Monday, August 15, 2011

hey y'all! (i live in TN now, remember?)

long time, no see. have you been well? i hope that you're surviving this scorching summer. the nashville heat has been absolutely relentless the past couple of months and left me wondering - "what in the world was i thinking moving back here?" you know it's been a rough summer when you're relieved to see temperatures back down to double digits.

i just wanted to touch base with my readers (if i still have any of those?) to let you know what the past couple of months have looked like for me. besides the "growing pains" i've experienced moving, starting a new job, and establishing myself as a young professional, i've definitely felt the effects of culture shock/re-entry to "normal" american life much longer and much more acutely than i'd ever care to admit. it's been a tough journey, but i can feel things getting better and for that, i am thankful.
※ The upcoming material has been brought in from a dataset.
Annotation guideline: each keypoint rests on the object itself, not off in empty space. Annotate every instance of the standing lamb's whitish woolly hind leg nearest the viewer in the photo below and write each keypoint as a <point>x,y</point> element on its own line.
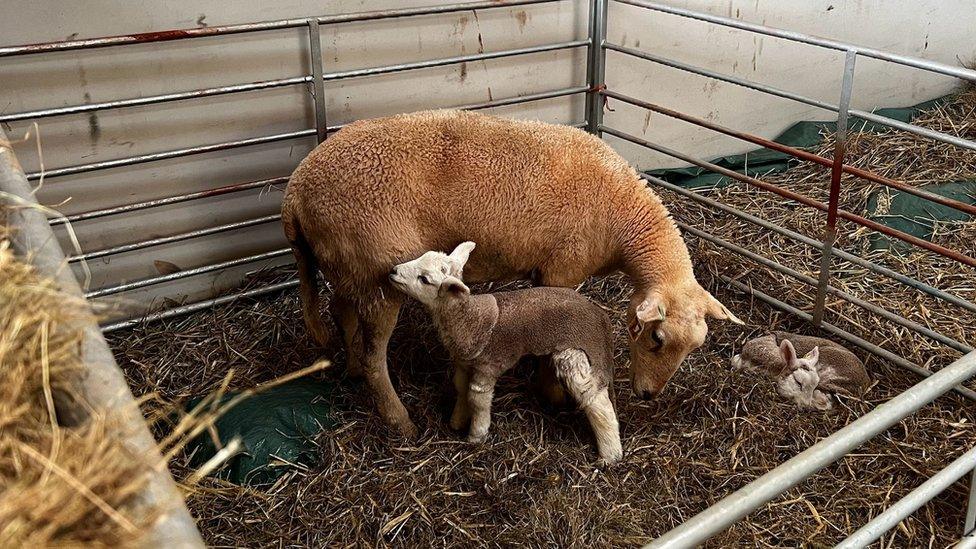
<point>573,368</point>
one resource i've found recently that has been of great help to me is a wonderful organization called KAAN, or the Korean American Adoptee Adoptive Family Network. i happened upon them, believe it or not, through a facebook friend just a few weeks ago -- and only 2 days before their annual conference. i took a last-minute leap of faith and drove all night after work to atlanta to participate in the weekend's offerings. i had no idea what to expect going into it, but i was pleasantly surprised. one thing that many participants expressed, which i can completely relate to, was a sense of "whoa. for the first time in my life, everyone here is just like me." i'm really encouraged by the sense of community i've found as i've dipped my toes into the "korean adoptee world" and i've been pleasantly surprised by how welcoming everyone has been. if you're interested in more information about KAAN, their website can be found here: they also have an active facebook page.

as a heads up, i'd also like to introduce you to a great blog called my second mama that can be found here: the blogger, jane ballback and i have been in contact on and off for the past several months, and i'm excited about a project that is currently in the works. i can't tell you too much now, but hope to have more information to share within the next few months. jane is a wonderful lady with a big heart for the adoption story, and i'm anxious to see what the future will bring for her. for now, just get yourself acquainted with her & her story, because this will not be the last you hear of her here.

i'll wrap this up by saying that, while this blog started as a way to document my "year in korea," i'm foreseeing an evolution that will follow my personal growth & development. while i am definitely no scholar on the topic of adoption, i have seen & felt its effects very strongly (maybe for the first time) on my life this past year and that has given me a lot of experiences to share. i have no idea what exactly this will turn into, but i am willing and anxious to be a part of the adoption discourse and see where this will take me & you & this blog.

i hope that you will be willing to take this journey with me. i think that there will be a lot for all of us to learn.